Snowflake Christmas card and how to make one

This year's Christmas card was inspired by work I'd done for Lipsy in the Autumn.  No need to worry about inconsistency as snowflakes are all individual.

Just a footnote; even though they folded and fitted into a small envelope and opened out as usual, they were too fat for letter post and cost me a fortune to send out. Oh well, it was Christmas!

Instructions of how to make your own snowflake are included below.

Highly sprung snowflakes
This is a standard 30cm ruler to give scale
I added a small card with different greetings on for family friends and clients

Instructions were on the reverse
A few of the international cards only just fitted the postage on

How to make a paper snowflake in 10 easy steps.

You'll need:

White paper measuring 60 cm x 6.5cm (I've used a 200+ gsm)
White pva glue
Sharp knife (and something to cut on - use a cutting mat or breadboard)
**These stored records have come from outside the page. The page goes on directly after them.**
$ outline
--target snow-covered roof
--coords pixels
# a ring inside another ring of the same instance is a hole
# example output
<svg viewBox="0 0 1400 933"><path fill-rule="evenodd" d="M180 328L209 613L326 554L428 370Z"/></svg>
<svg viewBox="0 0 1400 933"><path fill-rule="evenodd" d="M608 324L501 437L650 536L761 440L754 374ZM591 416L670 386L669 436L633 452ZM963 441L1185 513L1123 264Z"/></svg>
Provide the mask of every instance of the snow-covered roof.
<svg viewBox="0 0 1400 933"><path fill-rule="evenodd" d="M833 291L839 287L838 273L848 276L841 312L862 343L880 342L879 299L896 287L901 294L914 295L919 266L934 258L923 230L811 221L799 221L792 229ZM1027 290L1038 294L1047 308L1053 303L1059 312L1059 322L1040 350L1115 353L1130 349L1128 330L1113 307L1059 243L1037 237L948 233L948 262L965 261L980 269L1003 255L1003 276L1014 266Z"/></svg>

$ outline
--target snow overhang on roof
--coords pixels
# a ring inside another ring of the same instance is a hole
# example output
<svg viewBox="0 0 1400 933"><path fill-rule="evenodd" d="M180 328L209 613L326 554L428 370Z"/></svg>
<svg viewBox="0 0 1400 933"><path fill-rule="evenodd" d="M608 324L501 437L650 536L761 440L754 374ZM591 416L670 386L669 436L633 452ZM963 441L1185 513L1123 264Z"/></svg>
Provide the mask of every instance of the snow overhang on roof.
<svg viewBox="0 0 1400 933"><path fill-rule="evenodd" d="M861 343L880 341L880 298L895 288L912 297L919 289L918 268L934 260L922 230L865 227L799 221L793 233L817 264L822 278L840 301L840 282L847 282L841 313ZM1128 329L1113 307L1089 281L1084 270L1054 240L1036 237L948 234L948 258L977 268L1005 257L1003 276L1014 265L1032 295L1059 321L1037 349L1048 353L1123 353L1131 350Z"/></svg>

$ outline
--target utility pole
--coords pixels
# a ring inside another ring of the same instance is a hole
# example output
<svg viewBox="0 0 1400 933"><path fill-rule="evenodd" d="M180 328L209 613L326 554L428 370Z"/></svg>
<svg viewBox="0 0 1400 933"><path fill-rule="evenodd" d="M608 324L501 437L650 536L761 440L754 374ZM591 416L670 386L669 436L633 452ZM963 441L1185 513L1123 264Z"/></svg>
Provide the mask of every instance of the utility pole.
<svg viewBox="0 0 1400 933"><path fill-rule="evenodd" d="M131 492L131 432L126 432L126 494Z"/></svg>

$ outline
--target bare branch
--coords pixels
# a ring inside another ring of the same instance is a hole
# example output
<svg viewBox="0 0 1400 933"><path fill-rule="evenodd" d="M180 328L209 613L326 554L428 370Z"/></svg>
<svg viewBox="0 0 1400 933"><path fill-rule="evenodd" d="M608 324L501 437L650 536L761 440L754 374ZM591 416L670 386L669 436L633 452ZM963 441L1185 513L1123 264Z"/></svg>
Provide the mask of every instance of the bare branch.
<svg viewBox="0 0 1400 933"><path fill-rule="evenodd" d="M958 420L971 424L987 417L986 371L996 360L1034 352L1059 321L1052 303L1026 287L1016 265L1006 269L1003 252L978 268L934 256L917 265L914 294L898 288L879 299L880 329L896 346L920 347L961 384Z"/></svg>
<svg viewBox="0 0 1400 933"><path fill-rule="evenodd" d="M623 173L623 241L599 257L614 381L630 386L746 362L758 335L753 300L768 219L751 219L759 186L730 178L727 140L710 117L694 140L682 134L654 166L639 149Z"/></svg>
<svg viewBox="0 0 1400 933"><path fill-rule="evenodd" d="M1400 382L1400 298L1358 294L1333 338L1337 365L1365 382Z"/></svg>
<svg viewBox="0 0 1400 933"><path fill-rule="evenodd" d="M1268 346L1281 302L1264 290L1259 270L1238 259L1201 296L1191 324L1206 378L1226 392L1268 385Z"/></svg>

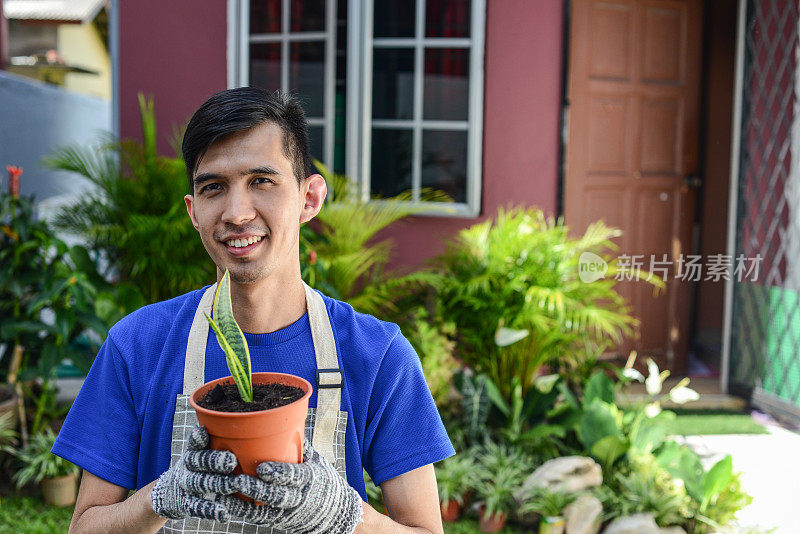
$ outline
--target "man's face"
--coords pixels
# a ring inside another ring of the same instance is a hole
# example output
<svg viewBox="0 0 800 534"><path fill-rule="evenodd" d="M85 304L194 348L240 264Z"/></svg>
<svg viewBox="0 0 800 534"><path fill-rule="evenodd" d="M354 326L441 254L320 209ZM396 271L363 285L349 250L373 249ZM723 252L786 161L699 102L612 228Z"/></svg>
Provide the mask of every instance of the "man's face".
<svg viewBox="0 0 800 534"><path fill-rule="evenodd" d="M324 184L312 175L298 188L283 132L264 123L211 145L195 171L194 195L184 198L217 267L234 282L253 283L299 267L300 224L319 211Z"/></svg>

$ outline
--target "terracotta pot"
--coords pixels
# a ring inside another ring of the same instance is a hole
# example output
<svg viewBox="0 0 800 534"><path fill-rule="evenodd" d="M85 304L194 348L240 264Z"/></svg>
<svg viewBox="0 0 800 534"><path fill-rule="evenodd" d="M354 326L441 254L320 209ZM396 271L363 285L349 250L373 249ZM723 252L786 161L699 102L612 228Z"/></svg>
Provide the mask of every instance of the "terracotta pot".
<svg viewBox="0 0 800 534"><path fill-rule="evenodd" d="M281 383L298 387L304 395L291 404L258 412L218 412L197 404L198 399L217 384L233 384L226 376L197 388L189 403L197 412L197 421L206 427L210 448L228 450L236 455L239 465L234 473L256 474L261 462L303 461L303 436L305 434L308 399L311 384L299 376L284 373L253 373L253 385Z"/></svg>
<svg viewBox="0 0 800 534"><path fill-rule="evenodd" d="M481 509L478 526L481 532L500 532L506 526L506 514L498 513L486 517L486 510Z"/></svg>
<svg viewBox="0 0 800 534"><path fill-rule="evenodd" d="M458 516L461 515L461 505L455 499L439 501L439 508L442 510L442 521L448 523L458 521Z"/></svg>
<svg viewBox="0 0 800 534"><path fill-rule="evenodd" d="M539 534L564 534L566 521L561 516L543 517L539 523Z"/></svg>
<svg viewBox="0 0 800 534"><path fill-rule="evenodd" d="M53 506L72 506L78 495L78 475L71 473L63 477L42 480L42 497L44 502Z"/></svg>

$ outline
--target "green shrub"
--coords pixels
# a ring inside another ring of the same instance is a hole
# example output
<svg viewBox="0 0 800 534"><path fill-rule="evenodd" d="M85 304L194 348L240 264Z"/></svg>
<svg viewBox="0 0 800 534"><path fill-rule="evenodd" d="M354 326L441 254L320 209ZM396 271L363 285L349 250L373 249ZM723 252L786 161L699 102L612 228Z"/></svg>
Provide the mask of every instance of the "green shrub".
<svg viewBox="0 0 800 534"><path fill-rule="evenodd" d="M576 499L575 493L551 491L547 488L536 488L527 501L522 503L520 513L536 513L542 517L558 517L564 508Z"/></svg>
<svg viewBox="0 0 800 534"><path fill-rule="evenodd" d="M51 168L87 179L94 189L56 217L108 261L109 276L131 282L147 302L186 293L216 279L186 214L186 167L156 152L153 102L139 95L143 142L101 139L45 159Z"/></svg>
<svg viewBox="0 0 800 534"><path fill-rule="evenodd" d="M315 164L328 183L328 197L316 222L301 232L304 280L359 312L400 325L419 354L428 386L440 403L447 396L457 364L453 325L429 313L425 306L438 278L426 269L408 274L388 271L392 242L375 242L381 230L425 208L410 202L410 192L368 202L346 176L330 172L318 161ZM424 190L423 200L447 198Z"/></svg>
<svg viewBox="0 0 800 534"><path fill-rule="evenodd" d="M596 491L606 519L651 512L660 526L680 525L689 516L689 497L652 455L638 456Z"/></svg>
<svg viewBox="0 0 800 534"><path fill-rule="evenodd" d="M8 354L24 347L21 379L47 380L65 359L88 371L115 310L135 309L137 296L106 282L85 248L59 239L37 217L33 197L0 192L0 344Z"/></svg>
<svg viewBox="0 0 800 534"><path fill-rule="evenodd" d="M446 458L434 465L439 500L464 504L464 494L474 488L479 480L477 464L470 451Z"/></svg>
<svg viewBox="0 0 800 534"><path fill-rule="evenodd" d="M31 482L38 484L45 478L54 478L77 473L78 467L50 452L56 434L49 428L31 436L27 446L6 450L14 455L22 467L12 477L18 488Z"/></svg>
<svg viewBox="0 0 800 534"><path fill-rule="evenodd" d="M616 263L606 253L620 235L598 222L573 238L561 221L520 208L459 232L437 259L439 302L456 324L459 357L509 399L514 377L525 393L541 365L577 367L587 344L633 334L637 321L614 289ZM605 279L579 279L584 252L609 263ZM663 286L657 278L652 283Z"/></svg>

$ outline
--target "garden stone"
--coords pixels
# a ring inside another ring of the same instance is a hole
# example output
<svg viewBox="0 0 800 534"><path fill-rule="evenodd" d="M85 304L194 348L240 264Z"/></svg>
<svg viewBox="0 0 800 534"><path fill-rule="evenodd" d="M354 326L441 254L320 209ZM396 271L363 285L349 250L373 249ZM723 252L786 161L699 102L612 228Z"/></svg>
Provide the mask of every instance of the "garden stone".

Fold the paper into three. 
Measure 30cm for each fold. 

Fold one third in two. 
Then fold half of that in two. 
Then the last quarter in two again.

You can then fold it along the length equally using this method.

Do this with each of the three sections until it looks like the one below.
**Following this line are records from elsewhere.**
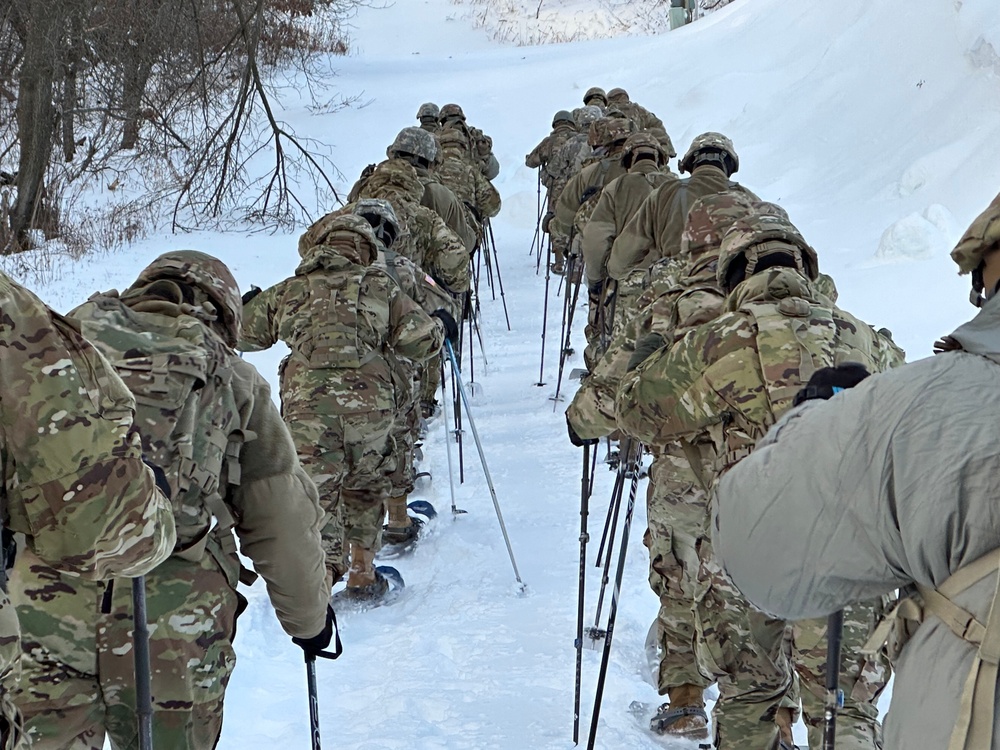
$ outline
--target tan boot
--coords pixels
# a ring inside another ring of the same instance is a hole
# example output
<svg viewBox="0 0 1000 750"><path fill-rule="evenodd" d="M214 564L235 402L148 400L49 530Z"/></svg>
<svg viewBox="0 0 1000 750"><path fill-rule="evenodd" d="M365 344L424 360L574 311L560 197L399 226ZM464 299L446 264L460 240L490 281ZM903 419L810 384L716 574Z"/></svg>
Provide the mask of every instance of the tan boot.
<svg viewBox="0 0 1000 750"><path fill-rule="evenodd" d="M351 569L347 573L347 588L364 588L374 585L375 581L375 551L351 542Z"/></svg>
<svg viewBox="0 0 1000 750"><path fill-rule="evenodd" d="M798 750L792 739L792 724L795 723L792 709L782 707L775 711L774 723L778 726L778 750Z"/></svg>
<svg viewBox="0 0 1000 750"><path fill-rule="evenodd" d="M678 685L667 690L670 703L660 706L650 720L656 734L705 739L708 737L708 714L704 691L697 685Z"/></svg>
<svg viewBox="0 0 1000 750"><path fill-rule="evenodd" d="M407 497L407 495L400 495L389 498L389 521L386 524L388 528L405 529L410 525L410 514L406 512Z"/></svg>

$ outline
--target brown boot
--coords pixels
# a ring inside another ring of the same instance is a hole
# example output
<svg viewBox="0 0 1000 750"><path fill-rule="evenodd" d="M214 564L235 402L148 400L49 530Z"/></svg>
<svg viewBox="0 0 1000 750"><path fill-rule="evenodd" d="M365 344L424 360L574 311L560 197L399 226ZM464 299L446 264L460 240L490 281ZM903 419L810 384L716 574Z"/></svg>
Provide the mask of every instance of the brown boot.
<svg viewBox="0 0 1000 750"><path fill-rule="evenodd" d="M778 750L798 750L792 739L792 724L795 723L792 709L782 707L775 711L774 723L778 725Z"/></svg>
<svg viewBox="0 0 1000 750"><path fill-rule="evenodd" d="M705 698L697 685L678 685L667 690L670 703L660 706L650 720L649 728L656 734L705 739L708 737L708 714Z"/></svg>
<svg viewBox="0 0 1000 750"><path fill-rule="evenodd" d="M351 569L347 573L347 588L372 586L375 575L375 551L351 542Z"/></svg>
<svg viewBox="0 0 1000 750"><path fill-rule="evenodd" d="M400 495L399 497L389 498L389 521L386 523L388 528L405 529L410 525L410 514L406 512L407 497L407 495Z"/></svg>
Gather it all together and secure it with a paperclip. 
Apply the glue liberally to make quite a thick layer and leave to dry.

When it is dry the glue will be clear in appearance. 
Remove the paperclip.

This is where you need a very sharp knife - I use a scalpel. 
Hold the folded paper down firmly and be firm, but keep the blade away from your fingers! 
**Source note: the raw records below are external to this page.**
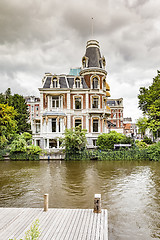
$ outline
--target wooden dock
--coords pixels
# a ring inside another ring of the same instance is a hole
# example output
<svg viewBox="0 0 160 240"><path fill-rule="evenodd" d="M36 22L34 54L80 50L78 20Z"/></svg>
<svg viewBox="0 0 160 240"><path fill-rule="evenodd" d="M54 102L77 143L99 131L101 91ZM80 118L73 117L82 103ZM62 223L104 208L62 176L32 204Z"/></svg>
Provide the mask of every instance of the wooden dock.
<svg viewBox="0 0 160 240"><path fill-rule="evenodd" d="M108 240L107 210L0 208L0 240L24 239L31 224L39 219L43 240Z"/></svg>

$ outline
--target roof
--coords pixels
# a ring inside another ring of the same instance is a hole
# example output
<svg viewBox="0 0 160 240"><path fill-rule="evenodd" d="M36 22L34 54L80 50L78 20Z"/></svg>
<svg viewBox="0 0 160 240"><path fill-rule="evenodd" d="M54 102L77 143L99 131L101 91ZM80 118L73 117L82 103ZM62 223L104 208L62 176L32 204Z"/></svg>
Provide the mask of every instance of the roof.
<svg viewBox="0 0 160 240"><path fill-rule="evenodd" d="M70 68L69 75L79 76L80 71L81 71L81 68Z"/></svg>
<svg viewBox="0 0 160 240"><path fill-rule="evenodd" d="M52 75L46 76L46 78L44 80L43 88L50 88L52 77L53 77ZM56 77L59 78L60 88L73 88L74 78L75 78L74 76L68 76L68 75L58 76L57 75ZM77 77L79 77L79 76L77 76ZM88 86L83 77L81 77L81 82L82 82L82 88L87 89Z"/></svg>
<svg viewBox="0 0 160 240"><path fill-rule="evenodd" d="M124 129L131 129L131 123L124 123Z"/></svg>
<svg viewBox="0 0 160 240"><path fill-rule="evenodd" d="M88 68L102 68L102 64L100 61L101 53L98 47L88 47L86 49L85 56L88 57Z"/></svg>

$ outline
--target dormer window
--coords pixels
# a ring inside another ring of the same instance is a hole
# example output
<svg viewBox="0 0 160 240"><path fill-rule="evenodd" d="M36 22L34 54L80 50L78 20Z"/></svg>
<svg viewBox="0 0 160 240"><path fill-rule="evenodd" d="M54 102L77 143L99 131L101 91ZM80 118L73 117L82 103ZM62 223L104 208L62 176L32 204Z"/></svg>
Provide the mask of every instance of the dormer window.
<svg viewBox="0 0 160 240"><path fill-rule="evenodd" d="M59 78L53 77L51 79L50 88L59 88L59 87L60 87L60 85L59 85Z"/></svg>
<svg viewBox="0 0 160 240"><path fill-rule="evenodd" d="M82 85L80 77L75 77L74 78L73 88L83 88L83 85Z"/></svg>
<svg viewBox="0 0 160 240"><path fill-rule="evenodd" d="M98 88L98 78L94 77L92 82L93 89Z"/></svg>
<svg viewBox="0 0 160 240"><path fill-rule="evenodd" d="M83 67L83 68L88 67L88 57L86 57L86 56L84 56L84 57L82 58L82 67Z"/></svg>
<svg viewBox="0 0 160 240"><path fill-rule="evenodd" d="M58 82L57 78L53 78L53 88L57 88L57 85L58 85L57 82Z"/></svg>
<svg viewBox="0 0 160 240"><path fill-rule="evenodd" d="M106 60L105 60L104 56L102 57L102 66L103 66L103 68L105 68L105 66L106 66Z"/></svg>
<svg viewBox="0 0 160 240"><path fill-rule="evenodd" d="M85 59L85 57L82 58L82 66L83 66L83 68L86 67L86 59Z"/></svg>
<svg viewBox="0 0 160 240"><path fill-rule="evenodd" d="M79 78L75 79L75 87L80 88L80 79Z"/></svg>

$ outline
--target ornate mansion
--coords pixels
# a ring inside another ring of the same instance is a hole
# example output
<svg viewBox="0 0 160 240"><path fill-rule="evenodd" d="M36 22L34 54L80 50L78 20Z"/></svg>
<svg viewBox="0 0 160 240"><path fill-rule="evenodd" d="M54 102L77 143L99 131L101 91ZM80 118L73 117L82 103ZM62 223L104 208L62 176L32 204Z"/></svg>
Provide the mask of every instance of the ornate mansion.
<svg viewBox="0 0 160 240"><path fill-rule="evenodd" d="M65 128L78 125L87 129L88 147L96 145L100 133L109 132L110 88L105 68L99 42L90 40L81 68L71 69L69 75L45 74L39 88L40 114L32 126L35 145L59 149Z"/></svg>

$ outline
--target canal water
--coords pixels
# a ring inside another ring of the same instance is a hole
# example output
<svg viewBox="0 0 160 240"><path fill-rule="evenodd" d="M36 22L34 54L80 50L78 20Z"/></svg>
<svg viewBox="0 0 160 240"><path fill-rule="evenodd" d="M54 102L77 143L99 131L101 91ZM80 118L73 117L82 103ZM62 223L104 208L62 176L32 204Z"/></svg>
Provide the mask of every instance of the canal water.
<svg viewBox="0 0 160 240"><path fill-rule="evenodd" d="M160 163L0 162L0 207L93 208L109 213L109 240L160 239Z"/></svg>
I cut away on both sides, but am careful to keep the connected folds big enough to hold the thing together. 
So just shapes. 
You can always cut more away if you wish, you can't replace it once it's gone. 

Open it out to check what it looks like from time to time. 
You can experiment to create many shapes.

You can secure the finished papercut with a paperclip, from which you can also hang the snowflake.